Muchas veces cuando se habla de costo social en salud, desde la opinión pública, autoridades, profesionales e investigadores en el área, es para poder tomar decisiones respecto a lo que se debe hacer como sociedad frente a ciertas enfermedades o patologías. Por ello, frecuentemente el costo social, se asocia a indicadores, tales como datos epidemiológicos, recursos disponibles, priorización de atención y cobertura, licencias médicas asociadas, servicios disponibles, etc., que si bien son útiles y necesarios, nos lleva a asociarlo, a datos micro y macroestructurales, en torno a costos y beneficios. Así, pareciera que todos estos indicadores se tradujeran en ecuaciones que permitirían otorgar un mejor servicio y acceso a la salud.
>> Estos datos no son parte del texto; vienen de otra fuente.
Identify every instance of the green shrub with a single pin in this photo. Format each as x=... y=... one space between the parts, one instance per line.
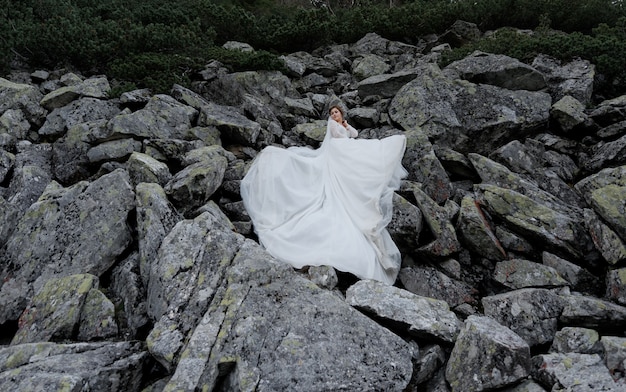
x=157 y=42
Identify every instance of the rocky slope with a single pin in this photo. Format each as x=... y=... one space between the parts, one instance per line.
x=129 y=262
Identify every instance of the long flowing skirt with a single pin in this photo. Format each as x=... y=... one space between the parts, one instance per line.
x=329 y=206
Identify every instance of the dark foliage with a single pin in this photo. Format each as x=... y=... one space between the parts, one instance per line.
x=153 y=43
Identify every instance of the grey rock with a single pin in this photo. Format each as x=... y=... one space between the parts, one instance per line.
x=469 y=370
x=13 y=122
x=520 y=273
x=475 y=231
x=81 y=229
x=24 y=97
x=195 y=184
x=114 y=150
x=591 y=312
x=103 y=366
x=498 y=70
x=578 y=278
x=424 y=167
x=614 y=353
x=574 y=372
x=531 y=313
x=569 y=113
x=56 y=311
x=466 y=116
x=369 y=65
x=96 y=87
x=574 y=78
x=430 y=282
x=144 y=168
x=385 y=85
x=422 y=316
x=576 y=340
x=77 y=112
x=162 y=118
x=438 y=221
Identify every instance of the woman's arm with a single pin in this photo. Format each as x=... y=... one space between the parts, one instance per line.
x=351 y=131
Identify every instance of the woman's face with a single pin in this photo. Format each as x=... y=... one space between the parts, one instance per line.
x=336 y=115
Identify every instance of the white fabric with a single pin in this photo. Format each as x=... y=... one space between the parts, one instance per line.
x=329 y=206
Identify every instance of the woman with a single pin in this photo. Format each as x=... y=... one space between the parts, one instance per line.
x=329 y=206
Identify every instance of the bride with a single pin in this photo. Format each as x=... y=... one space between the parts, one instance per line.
x=329 y=206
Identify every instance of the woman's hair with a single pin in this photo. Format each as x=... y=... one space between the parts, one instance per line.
x=338 y=108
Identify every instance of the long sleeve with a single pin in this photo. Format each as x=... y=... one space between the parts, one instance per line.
x=339 y=131
x=352 y=132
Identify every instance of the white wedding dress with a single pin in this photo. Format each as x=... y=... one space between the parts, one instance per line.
x=329 y=206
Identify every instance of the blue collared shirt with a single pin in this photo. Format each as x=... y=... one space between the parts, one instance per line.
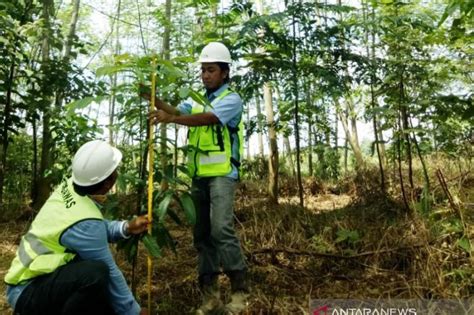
x=229 y=112
x=90 y=240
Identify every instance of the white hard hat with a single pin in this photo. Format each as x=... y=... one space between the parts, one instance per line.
x=215 y=52
x=94 y=162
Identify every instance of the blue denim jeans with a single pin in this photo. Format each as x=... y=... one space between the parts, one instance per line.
x=214 y=234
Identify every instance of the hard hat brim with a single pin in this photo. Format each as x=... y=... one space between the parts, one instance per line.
x=117 y=158
x=212 y=60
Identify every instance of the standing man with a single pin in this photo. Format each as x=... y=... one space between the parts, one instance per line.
x=216 y=140
x=63 y=264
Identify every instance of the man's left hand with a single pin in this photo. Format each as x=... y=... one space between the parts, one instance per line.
x=138 y=225
x=161 y=116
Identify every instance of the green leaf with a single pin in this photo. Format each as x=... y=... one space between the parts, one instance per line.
x=83 y=103
x=464 y=243
x=163 y=206
x=188 y=207
x=151 y=245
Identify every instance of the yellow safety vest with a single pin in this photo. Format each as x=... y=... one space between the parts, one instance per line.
x=210 y=147
x=40 y=251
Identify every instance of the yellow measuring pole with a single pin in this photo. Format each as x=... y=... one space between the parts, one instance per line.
x=150 y=177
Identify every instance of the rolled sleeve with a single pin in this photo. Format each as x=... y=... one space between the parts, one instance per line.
x=116 y=230
x=227 y=108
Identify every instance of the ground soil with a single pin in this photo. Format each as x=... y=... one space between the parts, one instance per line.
x=337 y=246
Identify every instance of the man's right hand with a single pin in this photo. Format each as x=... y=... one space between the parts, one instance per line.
x=144 y=91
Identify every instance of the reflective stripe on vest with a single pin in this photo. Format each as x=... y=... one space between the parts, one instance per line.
x=210 y=147
x=40 y=251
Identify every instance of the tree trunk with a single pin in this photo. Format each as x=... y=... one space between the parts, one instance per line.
x=371 y=58
x=310 y=149
x=350 y=137
x=259 y=126
x=163 y=127
x=248 y=142
x=296 y=114
x=6 y=125
x=273 y=145
x=72 y=28
x=34 y=166
x=47 y=146
x=286 y=143
x=272 y=135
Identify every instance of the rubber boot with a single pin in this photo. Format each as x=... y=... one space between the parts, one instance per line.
x=240 y=292
x=211 y=299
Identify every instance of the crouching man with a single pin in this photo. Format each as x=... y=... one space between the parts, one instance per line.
x=63 y=264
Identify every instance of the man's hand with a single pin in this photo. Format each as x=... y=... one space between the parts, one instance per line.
x=161 y=116
x=144 y=91
x=138 y=225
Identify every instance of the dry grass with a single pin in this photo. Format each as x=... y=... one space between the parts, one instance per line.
x=296 y=254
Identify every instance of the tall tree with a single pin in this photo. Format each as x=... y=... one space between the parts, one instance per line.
x=44 y=182
x=163 y=127
x=272 y=135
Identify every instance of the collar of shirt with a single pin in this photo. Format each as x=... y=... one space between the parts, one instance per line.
x=217 y=92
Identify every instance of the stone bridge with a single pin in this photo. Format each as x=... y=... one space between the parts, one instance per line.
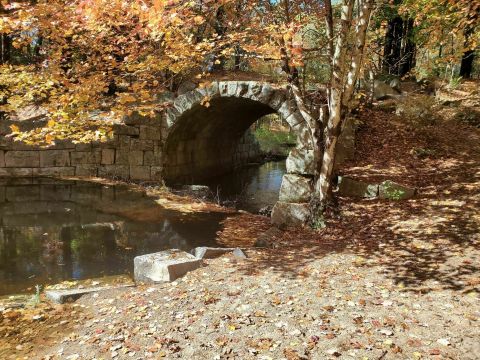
x=183 y=144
Pero hoy, quisiera hablar de otro costo social, uno que pocas veces entra en dichas ecuaciones y del cual, pocas veces somos conscientes como sociedad. Porque no entran en la fórmula antes descritas, porque no comparten la misma lógica de funcionalidad y rendimiento, pero que es igualmente o más relevante que el anterior.
Si bien los seres humanos tenemos certezas limitadas de muchas cosas en la vida, hay un aspecto del cual sí podemos tener certeza, y esto es, que no existen dos personas iguales en el mundo. Por mucho que uno podría decir que, una persona se parece a otra, nunca va a poder reemplazar todas las características y particulares que ella posee.
Quienes han tenido la experiencia de la paternidad y maternidad, sabrán que nunca un hijo es igual al otro, aún cuando ellos sean mellizos o gemelos y/o se críen en el mismo entorno familiar. La misma experiencia es la que tenemos los profesionales que trabajamos con personas, nunca por ejemplo, un paciente, un alumno, un apoderado, va a ser igual al otro. Y esto, porque si bien, compartimos características similares (unas más que otras), la síntesis y expresión de dichas características, es única e irrepetible. Así, por ejemplo, parte de la experiencia de enamorarnos, es porque hemos encontrado en una persona, algo que no hemos encontrado en nadie más. Lo mismo ocurre con las experiencias de duelo, extrañamos aquello que esa persona era, que si bien sigue presente en nuestros recuerdos, en lo que nos ha dejado, nadie podrá reemplazar. Por eso, el proceso de duelo implica finalmente, poder continuar la propia vida, integrando dicha experiencia, pero nunca negándola o sustituyéndola por otra.
Así, pareciera ser desde esta perspectiva, que como sociedad, no hemos logrado reflexionar en profundidad lo que implica que uno de nuestros integrantes se quite la vida. Rápidamente tendemos a sustituir las funciones que desempeñaba por otra persona y en el peor de los casos, negamos la realidad, desplazando el problema al ámbito privado. Pero ¿qué significa en concreto que esa persona ya no esté?, significa que todos como sociedad, hemos perdido aquello particular y único que esa persona podía aportar. Significa por lo tanto, asumir que no habrá otra persona con su misma forma de mirar, de hablar, de aportar, de reír, de reflexionar, de sentir, de soñar, y en definitiva, de ser, lo cual implica un importante costo para todos nosotros, o dicho en otras palabras, un costo social.
Si este indicador de costos social estuviera en las ecuaciones anteriormente señaladas, no dudo que las políticas en salud serían distintas, y esto, porque se consideraría como mismo costo social, el que se tiene cuando una persona muere por suicidio, como aquél que ocurre cuando alguien muere por un infarto al corazón, un coma diabético o cualquier otro tipo de urgencia médica. Sin embargo, pareciera ser que a algunos les damos el carácter de urgencias médicas, pero al intento de suicidio lo ubicamos en otra categoría. Finalmente, en todos los casos, es una persona, ÚNICA E IRREPETIBE, que ya no estará entre nosotros. Y nosotros, podemos hacer algo para evitarlo. ¡Este es el desafío que nos compete como sociedad!, porque sabemos que en esta situación, TODOS perdemos algo.